Jake respiró hondo antes de proseguir.
—Dígame, doctor, basándose en su reconocimiento del acusado, ¿se ha formado alguna opinión respecto a la condición mental de Carl Lee Hailey el veinte de mayo de este año, cuando tuvo lugar el tiroteo?
—Sí.
—¿Y en qué consiste su opinión?
—A mi parecer —respondió lentamente Bass—, el acusado perdió completamente el contacto con la realidad a raíz de la violación de su hija. Cuando la vio inmediatamente después de la violación, no la reconoció y, cuando alguien le contó que había sido repetidamente violada, apaleada y casi ahorcada, algo se desconectó en la mente de Carl Lee. Ésta es una forma muy elemental de expresarlo, pero así ocurrió. Algo se desconectó. Rompió su contacto con la realidad.

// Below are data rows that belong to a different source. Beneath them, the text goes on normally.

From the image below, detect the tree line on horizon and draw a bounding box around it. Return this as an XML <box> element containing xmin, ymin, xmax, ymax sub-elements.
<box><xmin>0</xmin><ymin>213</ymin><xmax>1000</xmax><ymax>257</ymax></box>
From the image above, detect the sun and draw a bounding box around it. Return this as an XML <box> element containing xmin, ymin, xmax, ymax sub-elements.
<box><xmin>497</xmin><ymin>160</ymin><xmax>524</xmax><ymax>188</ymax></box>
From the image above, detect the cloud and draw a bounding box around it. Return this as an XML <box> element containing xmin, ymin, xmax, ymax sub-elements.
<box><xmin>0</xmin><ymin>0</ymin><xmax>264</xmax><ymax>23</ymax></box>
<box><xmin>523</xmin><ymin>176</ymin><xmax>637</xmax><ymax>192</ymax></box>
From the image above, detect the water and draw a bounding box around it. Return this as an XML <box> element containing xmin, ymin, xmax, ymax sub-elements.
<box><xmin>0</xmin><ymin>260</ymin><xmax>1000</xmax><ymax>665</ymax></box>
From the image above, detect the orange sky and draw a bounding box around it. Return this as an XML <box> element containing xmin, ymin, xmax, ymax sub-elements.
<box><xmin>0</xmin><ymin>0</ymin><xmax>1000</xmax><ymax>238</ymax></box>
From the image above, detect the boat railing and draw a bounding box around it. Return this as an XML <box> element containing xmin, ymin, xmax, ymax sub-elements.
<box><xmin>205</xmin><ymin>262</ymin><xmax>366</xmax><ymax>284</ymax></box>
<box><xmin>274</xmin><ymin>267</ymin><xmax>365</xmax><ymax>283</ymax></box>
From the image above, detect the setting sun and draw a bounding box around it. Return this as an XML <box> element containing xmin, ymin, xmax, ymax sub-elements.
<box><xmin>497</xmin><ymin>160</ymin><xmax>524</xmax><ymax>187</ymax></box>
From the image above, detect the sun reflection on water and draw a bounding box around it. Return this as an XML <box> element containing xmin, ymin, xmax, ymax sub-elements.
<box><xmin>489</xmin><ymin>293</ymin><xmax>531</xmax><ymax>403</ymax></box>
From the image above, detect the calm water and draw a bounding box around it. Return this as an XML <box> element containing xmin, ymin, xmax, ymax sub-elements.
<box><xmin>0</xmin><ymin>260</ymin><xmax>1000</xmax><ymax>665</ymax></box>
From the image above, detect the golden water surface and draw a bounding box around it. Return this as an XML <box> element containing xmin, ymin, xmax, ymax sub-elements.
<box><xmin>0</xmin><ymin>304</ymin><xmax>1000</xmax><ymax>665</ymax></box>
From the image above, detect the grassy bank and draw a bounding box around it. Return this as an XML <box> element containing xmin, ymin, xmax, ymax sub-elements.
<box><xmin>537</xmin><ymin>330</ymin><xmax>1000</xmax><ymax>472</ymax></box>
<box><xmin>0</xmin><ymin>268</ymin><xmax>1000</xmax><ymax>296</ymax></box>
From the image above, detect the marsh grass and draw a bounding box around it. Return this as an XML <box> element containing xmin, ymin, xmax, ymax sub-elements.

»Tenían que morir. En una ocasión me contó que, cuando les vio al principio en el Juzgado, no comprendía por qué la policía les protegía. Esperaba que algún agente desenfundara su arma y les volara los sesos. Transcurrieron varios días y nadie les mataba, de lo cual dedujo que debía hacerlo él. Lo que quiero decir es que, a su parecer, algún funcionario debía ejecutarlos por haber violado a su hija.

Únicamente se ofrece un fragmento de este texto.